February 18th / 2020

EWeek2020 Project Feature: Stewart pioneers progress through the NCDA&CS Agricultural Sciences Center

The new North Carolina Department of Agriculture and Consumer Services Center is a transformative project for the Triangle region. Once completed, the new facility will house four state divisions: Food and Drug Protection, Standards, Structural Pest Control and Pesticides, and Veterinary. The building will also provide conference and meeting spaces for over 170 employees.

Stewart has been honored to team with HH Architecture on this project involving our Civil Engineering, Structural Engineering, Geotechnical & Construction Services, Landscape Architecture, and Geomatics practice areas. Stewart was a major contributor to the overall design of the project, which will reflect the state’s goal of innovation, efficiency, and collaboration. Stewart capitalized on these three values throughout the course of the project.

“The NC Department of Agricultural and Consumer Services consists of 21 separate divisions that had previously been located in separate facilities across Wake County. The biggest challenge for the design team was to design a building that would co-locate the divisions under one roof,” said Charley Lewis, PE, LEED AP, NBIS, who is serving as structural engineering project manager. “Meeting this challenge required several design charrettes with each of the divisions individually and collectively to determine how to accommodate each group’s needs.”

The varying soil conditions of the Triangle region presented a challenge to the geotechnical engineering team, who performed subsurface exploration (soil test borings, test pits, and ground vibration recordation) during design and continued support of Stewart’s CMT field staff for matters related to the soil earthwork during construction. “As with most sites in the Triangle region, the soil conditions varied considerably at this site. This was compounded by the large footprint of the site,” said Don Brown, PE, LEED AP, geotechnical principal-in-charge and engineer-of-record. “It was not uncommon to encounter veins of soft and hard soils in relatively small areas, making recommendations for repairs tricky.”

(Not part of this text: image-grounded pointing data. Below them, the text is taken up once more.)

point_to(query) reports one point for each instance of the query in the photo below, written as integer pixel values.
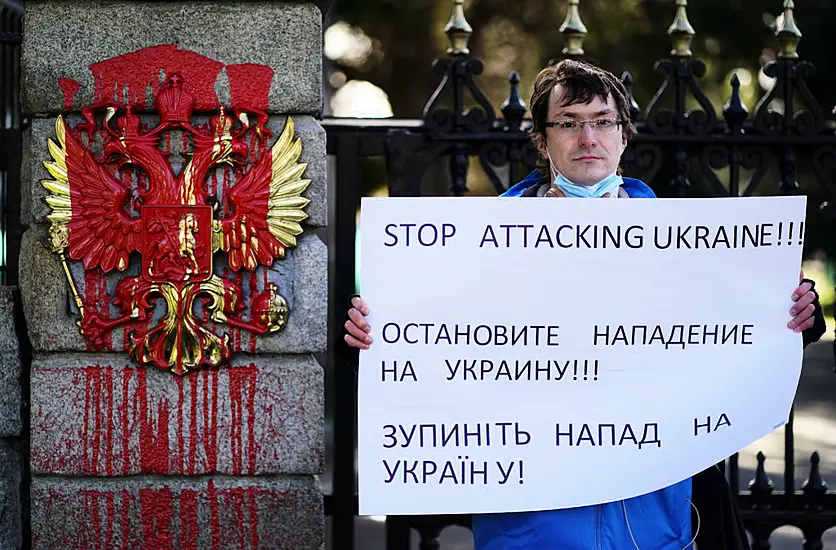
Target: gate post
(173, 280)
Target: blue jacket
(660, 520)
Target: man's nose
(587, 136)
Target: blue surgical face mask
(610, 184)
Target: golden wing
(267, 206)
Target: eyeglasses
(601, 126)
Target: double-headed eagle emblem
(175, 223)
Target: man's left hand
(802, 310)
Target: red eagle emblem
(175, 222)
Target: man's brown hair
(581, 83)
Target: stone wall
(125, 454)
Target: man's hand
(802, 310)
(357, 326)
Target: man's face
(588, 156)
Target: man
(581, 127)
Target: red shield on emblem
(176, 243)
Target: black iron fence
(684, 148)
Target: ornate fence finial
(573, 30)
(735, 112)
(681, 31)
(814, 488)
(788, 34)
(458, 30)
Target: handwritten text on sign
(542, 354)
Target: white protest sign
(544, 354)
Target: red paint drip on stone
(153, 436)
(126, 459)
(127, 78)
(180, 458)
(156, 517)
(193, 422)
(126, 504)
(69, 87)
(189, 529)
(96, 298)
(213, 507)
(242, 384)
(253, 293)
(251, 493)
(249, 84)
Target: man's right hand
(356, 326)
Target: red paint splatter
(153, 436)
(69, 87)
(126, 504)
(165, 518)
(126, 458)
(156, 517)
(253, 523)
(249, 84)
(213, 507)
(179, 459)
(210, 419)
(132, 77)
(192, 422)
(96, 298)
(242, 384)
(253, 294)
(127, 78)
(111, 513)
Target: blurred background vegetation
(379, 54)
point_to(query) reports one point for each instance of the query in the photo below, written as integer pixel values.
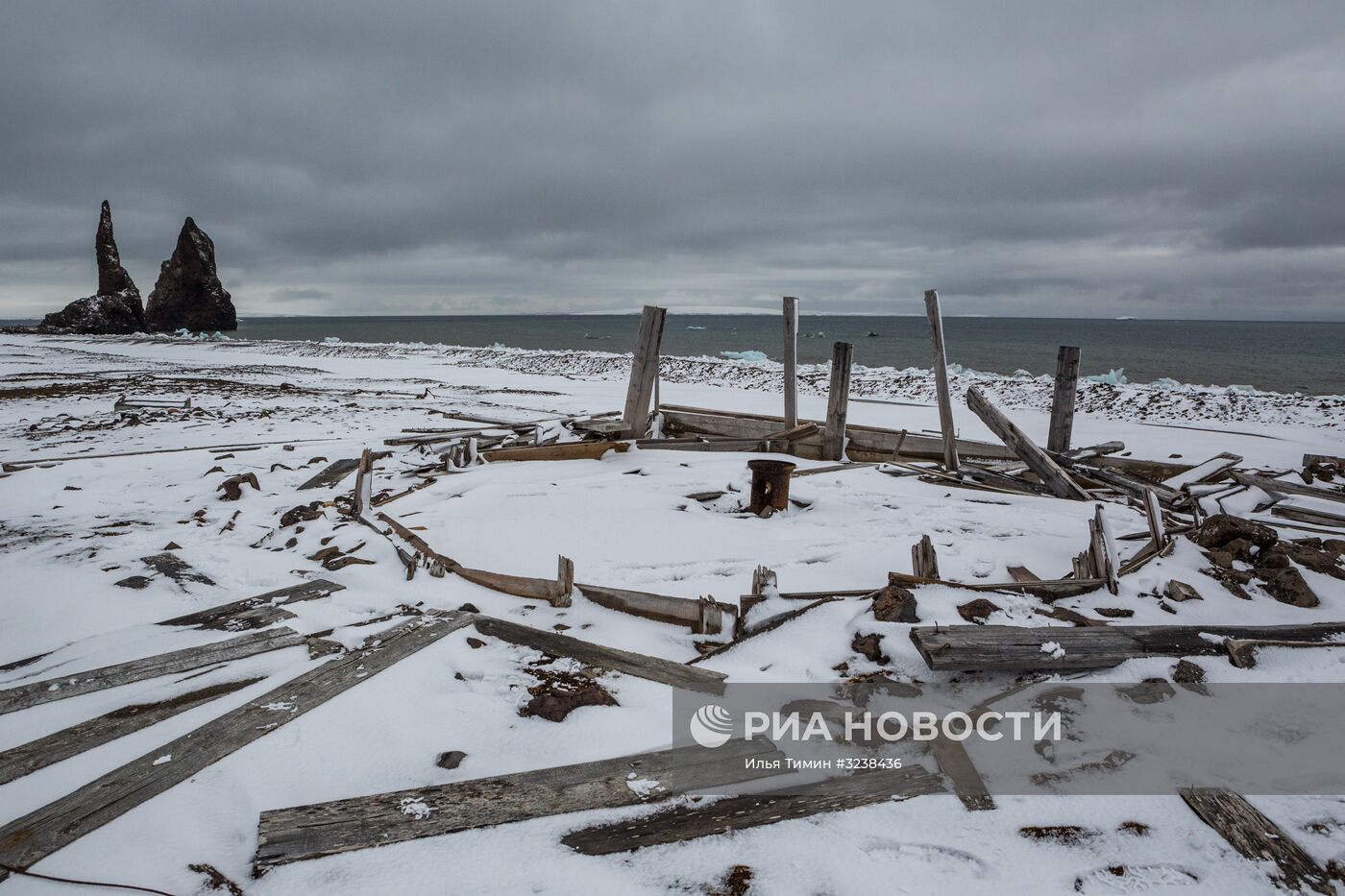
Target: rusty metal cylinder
(770, 485)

Stewart collaborated with HH Architecture and the rest of the design team to create outdoor meeting spaces, low-maintenance landscaping of native plant materials, and a welcoming entry sequence for the facility, located on the corner of Reedy Creek and Edwards Mill roads in Raleigh. The expansiveness of the site prompted the civil engineering team to think outside the box: “Stormwater design was a challenge due to the significant increase in impervious material on the site. The stormwater design combined with the landscape architecture blended the site into the open field by splaying out the parking in a radial fashion from the main entry,” said Joe Puckett, PE, LEED AP, civil engineering project manager. “This splay action allowed for room to place stormwater devices in between parking bays. This design and engineering approach accomplished many goals: it provided stormwater treatment, served as a stormwater conveyance, broke down the scale of the parking lots, and most importantly, saved money on the project overall.”

The structural engineering team also provided suggestions to overcome issues with the project budget. “Tariffs on imported steel imposed during the design phases was one major reason the project went over budget,” said Lewis. “The design team, Department leadership, and the construction management team participated in several value engineering meetings to come up with ways to bring the project back into budget while committing to deliver a state-of-the-art facility for the Department.”

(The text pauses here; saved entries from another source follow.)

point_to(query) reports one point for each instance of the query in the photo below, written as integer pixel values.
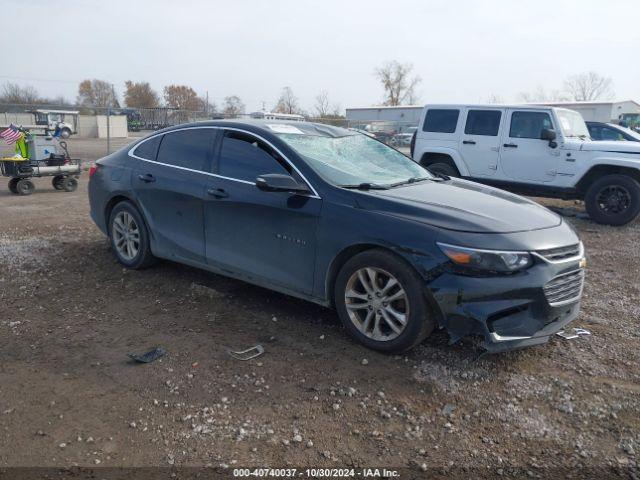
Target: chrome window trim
(131, 154)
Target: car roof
(266, 126)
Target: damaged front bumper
(510, 311)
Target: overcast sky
(464, 51)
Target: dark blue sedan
(338, 218)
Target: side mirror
(276, 182)
(550, 136)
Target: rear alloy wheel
(613, 200)
(381, 302)
(443, 169)
(13, 185)
(25, 187)
(129, 238)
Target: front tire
(613, 200)
(69, 184)
(129, 237)
(381, 302)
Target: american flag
(11, 134)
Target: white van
(533, 150)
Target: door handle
(217, 192)
(147, 178)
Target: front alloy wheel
(377, 304)
(382, 301)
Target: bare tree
(287, 103)
(140, 95)
(97, 93)
(321, 105)
(14, 93)
(540, 95)
(399, 86)
(233, 106)
(589, 86)
(182, 97)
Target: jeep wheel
(25, 187)
(613, 200)
(444, 169)
(13, 188)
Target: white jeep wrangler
(532, 150)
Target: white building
(600, 111)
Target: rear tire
(371, 313)
(444, 169)
(129, 237)
(25, 187)
(613, 200)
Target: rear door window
(190, 148)
(245, 157)
(483, 122)
(529, 124)
(148, 149)
(441, 120)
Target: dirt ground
(69, 396)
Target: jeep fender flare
(453, 153)
(607, 166)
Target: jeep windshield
(572, 124)
(350, 159)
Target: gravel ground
(69, 314)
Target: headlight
(494, 260)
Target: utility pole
(113, 97)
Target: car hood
(611, 146)
(462, 206)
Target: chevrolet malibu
(338, 218)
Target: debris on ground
(148, 357)
(248, 354)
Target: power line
(31, 79)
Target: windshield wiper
(366, 186)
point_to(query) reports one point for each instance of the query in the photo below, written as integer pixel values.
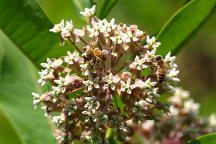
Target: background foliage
(25, 41)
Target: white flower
(57, 90)
(142, 104)
(148, 124)
(52, 64)
(89, 11)
(173, 111)
(58, 27)
(172, 75)
(37, 99)
(151, 43)
(108, 26)
(126, 86)
(150, 55)
(179, 96)
(44, 76)
(58, 119)
(60, 81)
(69, 25)
(190, 105)
(212, 120)
(72, 57)
(110, 81)
(90, 84)
(144, 84)
(138, 64)
(170, 60)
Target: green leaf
(28, 28)
(24, 124)
(205, 139)
(183, 24)
(7, 131)
(104, 7)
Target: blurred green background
(196, 62)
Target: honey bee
(91, 54)
(100, 54)
(161, 69)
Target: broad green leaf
(57, 10)
(16, 84)
(205, 139)
(183, 24)
(2, 52)
(27, 27)
(104, 7)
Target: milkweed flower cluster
(98, 86)
(181, 125)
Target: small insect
(88, 53)
(100, 54)
(91, 54)
(161, 69)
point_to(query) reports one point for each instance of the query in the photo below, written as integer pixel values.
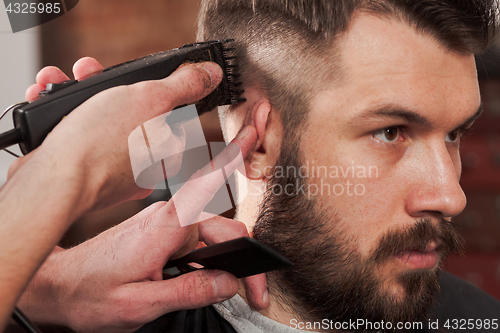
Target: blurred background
(115, 31)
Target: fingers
(85, 67)
(50, 74)
(197, 192)
(186, 85)
(189, 291)
(32, 92)
(219, 229)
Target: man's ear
(260, 162)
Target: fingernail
(214, 71)
(222, 286)
(243, 133)
(265, 297)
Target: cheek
(366, 193)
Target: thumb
(189, 291)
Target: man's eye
(453, 136)
(389, 134)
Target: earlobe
(261, 161)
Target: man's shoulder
(459, 299)
(202, 320)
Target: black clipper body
(36, 119)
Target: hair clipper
(34, 120)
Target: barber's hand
(113, 282)
(93, 139)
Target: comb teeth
(232, 75)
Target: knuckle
(240, 228)
(193, 291)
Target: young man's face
(382, 155)
(395, 120)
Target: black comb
(34, 120)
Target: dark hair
(281, 43)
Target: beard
(330, 279)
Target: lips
(417, 259)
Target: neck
(280, 309)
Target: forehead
(385, 61)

The construction of the structural components of the building are nearly complete and has been supported by Stewart’s CMT/SI team, performing inspection and testing of soils, cast-in-place concrete, structural masonry, structural steel, cold formed steel framing, sprayed fire-resistant materials, and asphalt. Interior upfit is currently ongoing, with end of construction for the Agricultural Sciences Center anticipated for Fall 2020.